You can decide to build, but imo, it is more hassle than it is worth, at least in seeing what others have gone through. The thing is, even if you build your own home, there will always be things you wish you did differently. Most people who build experience this, hell, we did just adding on. There will just be so many things that you dont count on that come up from the expense of running in electricity, to drilling a well, to blasting to get rid of pesky slate so you can pour a foundation.

I would suggest buying something already built, with some guidelines.

Look at a lot of properties.
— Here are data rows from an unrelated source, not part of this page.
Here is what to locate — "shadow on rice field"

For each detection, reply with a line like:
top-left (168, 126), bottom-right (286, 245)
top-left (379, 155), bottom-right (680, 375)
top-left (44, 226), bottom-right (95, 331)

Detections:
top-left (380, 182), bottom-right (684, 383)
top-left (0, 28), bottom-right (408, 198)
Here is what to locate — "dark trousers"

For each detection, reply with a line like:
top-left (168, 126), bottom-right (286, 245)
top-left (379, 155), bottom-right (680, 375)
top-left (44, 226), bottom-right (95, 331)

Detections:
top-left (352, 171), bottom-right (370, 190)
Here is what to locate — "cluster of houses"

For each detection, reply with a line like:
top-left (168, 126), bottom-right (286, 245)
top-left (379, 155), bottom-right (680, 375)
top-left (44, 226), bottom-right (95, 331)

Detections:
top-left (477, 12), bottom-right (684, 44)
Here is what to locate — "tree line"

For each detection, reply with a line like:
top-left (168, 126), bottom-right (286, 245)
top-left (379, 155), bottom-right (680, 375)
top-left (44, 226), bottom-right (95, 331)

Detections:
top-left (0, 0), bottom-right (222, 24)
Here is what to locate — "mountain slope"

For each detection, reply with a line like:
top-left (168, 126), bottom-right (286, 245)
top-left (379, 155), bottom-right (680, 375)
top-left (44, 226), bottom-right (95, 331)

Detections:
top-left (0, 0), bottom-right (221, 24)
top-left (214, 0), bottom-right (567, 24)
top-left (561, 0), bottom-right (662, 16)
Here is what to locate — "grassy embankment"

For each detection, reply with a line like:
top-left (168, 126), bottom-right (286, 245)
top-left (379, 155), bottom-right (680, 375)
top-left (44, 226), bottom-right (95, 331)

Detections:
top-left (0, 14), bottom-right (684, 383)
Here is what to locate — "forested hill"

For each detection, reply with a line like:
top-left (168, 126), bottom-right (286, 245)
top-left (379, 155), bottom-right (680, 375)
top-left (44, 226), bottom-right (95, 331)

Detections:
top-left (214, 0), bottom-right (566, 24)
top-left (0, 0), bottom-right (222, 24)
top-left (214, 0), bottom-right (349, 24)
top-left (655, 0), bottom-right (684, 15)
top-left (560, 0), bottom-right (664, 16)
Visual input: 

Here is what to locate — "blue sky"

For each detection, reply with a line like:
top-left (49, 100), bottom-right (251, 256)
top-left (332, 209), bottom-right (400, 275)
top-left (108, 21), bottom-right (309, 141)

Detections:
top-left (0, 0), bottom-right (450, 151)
This will let you see different places, and get a feel for what you like in a home, and will go a long way towards knowing the "right one" when you find it. Don't get hung up on flash, or one really great feature. You should get an overall great feel for the home, and not just get excited because it has a hottub, bbq pit, etc.

Don't underestimate the amount of work a house needs, or overestimate your ability or financial capability to do such work. It's great to have people who can help, but they will not want to be helping you every weekend. 

Also, beware shoddy construction, either by an unscrupulous contractor, or worse yet, the "home handy man". My sister lives in the "home handy man special", and nothing is right.The floors are unlevel, the hardwood has adhesive oozing out, the trim doesn't match up, the knotty pine is loosening up and falling off the ceiling, a relocated staicase with impossibly steep stairs etc.(and a useless brother in law, which also applies to don't overestimate your abilities). I also had a friend who when he sold his home, included a sectional sofa, because he had built rooms around it, and could no longer get it out. A home inspector (required by most lending institutions) may point out these things, but they also may not. You really need to be looking out for things that seem odd, or work that was sloppily done. It may seem trivial to pickout poorly cut moldings, but it can be signs of larger "projects", and trust me, you don't want to deal with someone elses mess.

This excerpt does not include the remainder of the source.